India has committed $500 million to the Chabahar port that it is building as a way to bypass Pakistan.
Highlights
- India begins sending wheat shipment to Afghanistan via Iran's Chabahar
- India seeing itself as regional power, expanding economic ties with Kabul
- Islamabad says India trying to use Afghanistan as base to destabilise Pak
New Delhi:
India is in talks with Iran to begin interim operations at a port in southeast Iran, officials say, proceeding cautiously on developing the facility at a time when the Trump administration has laid an aggressive new approach toward Tehran.
India has committed $500 million to the Chabahar port that it is building as a way to bypass Pakistan and crack open a trade and transport route to landlocked Afghanistan, as well as the resource-rich countries of central Asia.
Delhi plans to send seven shipments of wheat to Afghanistan through Chabahar by the end of January. A first shipment arrived last week from India's western Kandla port, after years of political wrangling with Pakistan, government officials in Delhi and Kabul said. The wheat will be trucked from Chabahar to western Afghanistan.
India is expanding its economic diplomacy in Afghanistan, seeing itself as a regional power. But Pakistan says India is trying to use Afghanistan as a base to destabilise Pakistan, and has long blocked India from conducting bilateral trade with Afghanistan using its territory as transit.
The shipments are meant to demonstrate the route's viability, officials said, and the plan is to broaden the cargo flow before the port is fully operational by the end of next year.
"Things are moving quite well and as planned," Saurabh Kumar, Indian ambassador to Iran, said in an email.
So far, the United States, keen for India to do more to help stabilise Afghanistan through economic and security assistance, has held off public criticism of renewed Indian efforts to develop the Iranian corridor.
India's ties with Iran came up during U.S. Secretary of State Rex Tillerson's talks in Delhi last month, and the top U.S. diplomat said America would not stand in the way of projects that help the Iranian people.
But he warned that the administration would crack down on financial benefits accruing to the Iranian Revolutionary Guard, the country's most powerful security entity, blamed for fuelling regional proxy wars.

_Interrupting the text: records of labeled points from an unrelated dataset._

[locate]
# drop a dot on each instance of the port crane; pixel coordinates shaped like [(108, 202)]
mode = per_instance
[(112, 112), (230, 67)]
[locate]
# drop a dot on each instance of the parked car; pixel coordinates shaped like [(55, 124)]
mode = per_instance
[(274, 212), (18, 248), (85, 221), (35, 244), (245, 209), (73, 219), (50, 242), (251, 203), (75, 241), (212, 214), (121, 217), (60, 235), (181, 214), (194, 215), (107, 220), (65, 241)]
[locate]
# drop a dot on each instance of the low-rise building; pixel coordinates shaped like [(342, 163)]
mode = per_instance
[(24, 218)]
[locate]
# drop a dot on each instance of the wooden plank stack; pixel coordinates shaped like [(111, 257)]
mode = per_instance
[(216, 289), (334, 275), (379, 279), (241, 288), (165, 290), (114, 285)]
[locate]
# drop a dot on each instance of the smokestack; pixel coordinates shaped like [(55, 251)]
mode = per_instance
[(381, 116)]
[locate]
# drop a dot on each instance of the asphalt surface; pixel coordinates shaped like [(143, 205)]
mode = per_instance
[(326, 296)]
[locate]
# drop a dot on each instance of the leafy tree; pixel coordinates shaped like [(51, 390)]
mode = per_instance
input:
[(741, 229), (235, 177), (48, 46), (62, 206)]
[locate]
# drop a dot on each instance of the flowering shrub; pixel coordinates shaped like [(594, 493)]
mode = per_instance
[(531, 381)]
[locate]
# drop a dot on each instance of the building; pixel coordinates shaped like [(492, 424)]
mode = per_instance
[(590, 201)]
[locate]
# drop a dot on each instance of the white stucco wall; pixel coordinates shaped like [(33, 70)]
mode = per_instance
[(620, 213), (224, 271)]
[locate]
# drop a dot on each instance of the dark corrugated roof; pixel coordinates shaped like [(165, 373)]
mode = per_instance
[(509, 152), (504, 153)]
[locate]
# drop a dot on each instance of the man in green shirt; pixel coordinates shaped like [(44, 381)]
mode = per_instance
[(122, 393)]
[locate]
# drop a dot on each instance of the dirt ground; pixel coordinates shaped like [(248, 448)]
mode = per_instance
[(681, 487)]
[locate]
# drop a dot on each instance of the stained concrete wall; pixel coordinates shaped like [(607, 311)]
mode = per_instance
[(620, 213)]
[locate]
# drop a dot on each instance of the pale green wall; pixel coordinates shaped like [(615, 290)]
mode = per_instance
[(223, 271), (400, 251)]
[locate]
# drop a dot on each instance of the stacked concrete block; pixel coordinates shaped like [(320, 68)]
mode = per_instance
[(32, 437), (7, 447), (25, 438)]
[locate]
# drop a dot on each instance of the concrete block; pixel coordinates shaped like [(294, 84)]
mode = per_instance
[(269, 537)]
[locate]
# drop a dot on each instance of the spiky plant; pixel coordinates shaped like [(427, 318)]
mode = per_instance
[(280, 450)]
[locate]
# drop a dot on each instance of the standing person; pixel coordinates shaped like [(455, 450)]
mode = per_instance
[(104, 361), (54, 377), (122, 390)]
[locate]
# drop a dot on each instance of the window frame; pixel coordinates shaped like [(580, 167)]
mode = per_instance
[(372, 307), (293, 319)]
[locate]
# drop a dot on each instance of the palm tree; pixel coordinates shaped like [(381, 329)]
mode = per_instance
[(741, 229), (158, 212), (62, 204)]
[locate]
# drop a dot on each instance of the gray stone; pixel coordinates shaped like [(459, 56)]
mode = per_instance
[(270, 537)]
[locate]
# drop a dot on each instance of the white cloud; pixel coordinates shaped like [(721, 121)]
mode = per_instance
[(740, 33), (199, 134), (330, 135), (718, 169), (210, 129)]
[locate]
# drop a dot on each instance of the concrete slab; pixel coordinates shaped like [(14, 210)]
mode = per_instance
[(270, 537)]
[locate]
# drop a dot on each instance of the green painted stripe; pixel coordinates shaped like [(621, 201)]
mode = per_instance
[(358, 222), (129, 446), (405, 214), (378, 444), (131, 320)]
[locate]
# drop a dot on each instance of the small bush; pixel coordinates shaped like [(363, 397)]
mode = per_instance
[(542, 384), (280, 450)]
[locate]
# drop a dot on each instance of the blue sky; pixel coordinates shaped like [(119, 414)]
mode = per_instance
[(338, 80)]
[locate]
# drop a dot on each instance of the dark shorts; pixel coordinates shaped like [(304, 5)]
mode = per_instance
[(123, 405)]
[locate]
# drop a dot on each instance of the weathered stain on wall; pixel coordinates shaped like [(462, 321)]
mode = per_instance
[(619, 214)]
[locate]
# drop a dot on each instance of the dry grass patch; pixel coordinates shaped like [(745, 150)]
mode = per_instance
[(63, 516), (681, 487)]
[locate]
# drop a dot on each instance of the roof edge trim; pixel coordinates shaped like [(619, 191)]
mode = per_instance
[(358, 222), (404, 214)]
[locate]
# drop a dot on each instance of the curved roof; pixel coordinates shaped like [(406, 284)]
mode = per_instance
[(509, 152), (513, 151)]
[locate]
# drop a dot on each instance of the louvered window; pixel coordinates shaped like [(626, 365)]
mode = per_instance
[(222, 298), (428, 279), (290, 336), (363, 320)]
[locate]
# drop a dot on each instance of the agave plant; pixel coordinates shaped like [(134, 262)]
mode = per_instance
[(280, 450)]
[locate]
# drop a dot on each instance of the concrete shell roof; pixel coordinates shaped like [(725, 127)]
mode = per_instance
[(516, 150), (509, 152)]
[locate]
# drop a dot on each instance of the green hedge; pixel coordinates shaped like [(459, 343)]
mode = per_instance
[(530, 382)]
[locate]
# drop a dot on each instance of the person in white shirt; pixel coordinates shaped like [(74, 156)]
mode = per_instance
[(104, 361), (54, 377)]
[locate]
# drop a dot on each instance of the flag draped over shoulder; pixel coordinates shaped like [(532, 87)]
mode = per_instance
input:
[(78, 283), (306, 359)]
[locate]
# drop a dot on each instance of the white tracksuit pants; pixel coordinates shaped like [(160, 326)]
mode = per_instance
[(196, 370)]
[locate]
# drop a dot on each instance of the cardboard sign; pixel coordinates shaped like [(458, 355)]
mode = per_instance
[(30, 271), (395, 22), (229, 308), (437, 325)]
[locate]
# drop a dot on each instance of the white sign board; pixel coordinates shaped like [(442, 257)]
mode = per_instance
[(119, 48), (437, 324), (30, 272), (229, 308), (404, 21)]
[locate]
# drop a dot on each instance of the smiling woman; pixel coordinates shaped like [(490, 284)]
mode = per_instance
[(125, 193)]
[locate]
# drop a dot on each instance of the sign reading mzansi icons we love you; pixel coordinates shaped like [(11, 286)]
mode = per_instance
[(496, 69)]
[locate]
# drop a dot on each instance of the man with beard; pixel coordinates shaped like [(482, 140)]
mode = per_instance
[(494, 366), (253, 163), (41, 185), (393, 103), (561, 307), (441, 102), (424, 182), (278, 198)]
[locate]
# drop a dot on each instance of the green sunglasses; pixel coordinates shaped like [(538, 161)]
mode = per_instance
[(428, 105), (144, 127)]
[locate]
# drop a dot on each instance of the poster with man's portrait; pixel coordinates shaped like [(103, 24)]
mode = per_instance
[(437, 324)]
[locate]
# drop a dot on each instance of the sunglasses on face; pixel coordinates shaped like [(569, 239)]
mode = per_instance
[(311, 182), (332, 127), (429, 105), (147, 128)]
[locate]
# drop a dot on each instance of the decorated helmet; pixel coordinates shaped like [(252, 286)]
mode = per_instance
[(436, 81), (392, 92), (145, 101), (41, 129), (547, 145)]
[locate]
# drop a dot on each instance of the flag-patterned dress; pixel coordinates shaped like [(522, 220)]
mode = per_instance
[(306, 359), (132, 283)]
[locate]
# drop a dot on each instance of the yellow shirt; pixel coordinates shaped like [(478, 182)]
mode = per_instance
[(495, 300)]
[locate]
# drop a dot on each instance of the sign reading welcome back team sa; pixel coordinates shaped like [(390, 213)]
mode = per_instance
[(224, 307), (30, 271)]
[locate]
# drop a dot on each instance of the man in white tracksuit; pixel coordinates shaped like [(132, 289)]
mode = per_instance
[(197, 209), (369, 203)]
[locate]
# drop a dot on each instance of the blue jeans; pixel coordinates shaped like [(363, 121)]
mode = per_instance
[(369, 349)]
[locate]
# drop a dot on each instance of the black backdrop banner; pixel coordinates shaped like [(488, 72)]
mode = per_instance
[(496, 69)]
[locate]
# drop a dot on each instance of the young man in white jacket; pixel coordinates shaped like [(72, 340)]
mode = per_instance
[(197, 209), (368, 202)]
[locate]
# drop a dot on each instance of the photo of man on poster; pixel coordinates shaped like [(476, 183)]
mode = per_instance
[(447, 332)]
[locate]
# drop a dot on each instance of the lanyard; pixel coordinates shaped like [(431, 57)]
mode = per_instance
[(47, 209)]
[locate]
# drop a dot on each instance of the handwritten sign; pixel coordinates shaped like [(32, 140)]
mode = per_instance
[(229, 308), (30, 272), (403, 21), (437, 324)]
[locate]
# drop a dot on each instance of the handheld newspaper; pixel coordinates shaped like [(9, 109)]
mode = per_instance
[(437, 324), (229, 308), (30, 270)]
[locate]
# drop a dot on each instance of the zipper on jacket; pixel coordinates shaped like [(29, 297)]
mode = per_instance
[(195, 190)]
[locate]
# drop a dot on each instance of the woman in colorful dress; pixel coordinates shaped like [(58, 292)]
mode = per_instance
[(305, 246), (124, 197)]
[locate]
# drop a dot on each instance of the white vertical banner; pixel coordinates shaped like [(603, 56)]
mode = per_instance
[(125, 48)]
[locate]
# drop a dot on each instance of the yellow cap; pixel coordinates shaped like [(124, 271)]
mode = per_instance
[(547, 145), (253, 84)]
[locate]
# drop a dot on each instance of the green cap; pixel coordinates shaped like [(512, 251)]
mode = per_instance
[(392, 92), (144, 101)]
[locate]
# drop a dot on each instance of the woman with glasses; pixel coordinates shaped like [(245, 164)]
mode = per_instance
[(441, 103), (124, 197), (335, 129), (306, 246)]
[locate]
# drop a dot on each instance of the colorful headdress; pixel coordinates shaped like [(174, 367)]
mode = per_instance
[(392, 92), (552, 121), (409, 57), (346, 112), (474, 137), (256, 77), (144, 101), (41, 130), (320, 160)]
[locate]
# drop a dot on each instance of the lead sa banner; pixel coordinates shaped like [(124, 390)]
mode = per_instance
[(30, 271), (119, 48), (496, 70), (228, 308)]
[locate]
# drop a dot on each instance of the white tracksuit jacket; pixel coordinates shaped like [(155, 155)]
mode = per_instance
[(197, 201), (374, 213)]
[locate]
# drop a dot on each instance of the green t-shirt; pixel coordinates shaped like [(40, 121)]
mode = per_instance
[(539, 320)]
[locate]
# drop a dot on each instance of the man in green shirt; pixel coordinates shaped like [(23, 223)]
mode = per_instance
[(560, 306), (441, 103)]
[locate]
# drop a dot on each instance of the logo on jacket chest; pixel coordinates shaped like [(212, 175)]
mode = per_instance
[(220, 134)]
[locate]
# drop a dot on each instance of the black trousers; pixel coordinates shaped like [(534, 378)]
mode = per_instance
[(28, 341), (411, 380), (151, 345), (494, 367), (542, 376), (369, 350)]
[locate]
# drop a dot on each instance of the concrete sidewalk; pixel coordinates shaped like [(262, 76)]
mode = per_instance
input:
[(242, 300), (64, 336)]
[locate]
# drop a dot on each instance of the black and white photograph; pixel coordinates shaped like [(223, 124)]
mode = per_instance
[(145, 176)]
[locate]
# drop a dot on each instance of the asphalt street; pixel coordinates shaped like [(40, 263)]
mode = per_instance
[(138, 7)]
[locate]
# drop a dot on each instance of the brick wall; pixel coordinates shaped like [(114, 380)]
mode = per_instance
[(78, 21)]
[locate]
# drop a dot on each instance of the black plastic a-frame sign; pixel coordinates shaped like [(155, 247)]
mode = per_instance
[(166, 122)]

India has framed its involvement in Chabahar's development as primarily about establishing a gateway to Afghanistan, more than Iran itself, Indian officials and a Western diplomatic source said.
Washington has not intervened directly in the port's development, but, previously, India drastically cut back its oil imports from Iran, one of its main suppliers, in the face of international sanctions on Tehran for its suspected nuclear programme.
"In general, I get the impression that conservative analysts in (Washington) DC have accepted the fact that India will maintain some form of relationship with Iran," said Jeff Smith, a south Asia expert at The Heritage Foundation in Washington.
"They recognize that for India, Iran is more about a transport corridor to Afghanistan; that it has no interest in advancing Iran's agenda in the Middle East; and that whatever space India evacuates there will be filled by China."
An Indian government source said India Global Ports Ltd (IGPL), a company set up by the government to lead the Chabahar project, had held talks with Iranian authorities to begin interim operations.
In August, IGPL applied for permission to establish a company to run the port, the source said. The plan is for IGPL to build two new terminals, one for container vessels and one for multipurpose ships.
After some delay, IGPL awarded contracts last month for port construction equipment such as cranes, the source said. Iran, meanwhile, had completed the construction of a jetty.
"We are moving slowly, but there is movement on the port development despite U.S.-Iran relations deteriorating," said Meena Singh Roy, an expert on India-Iran ties at the government-funded Institute for Defence Studies and Analyses.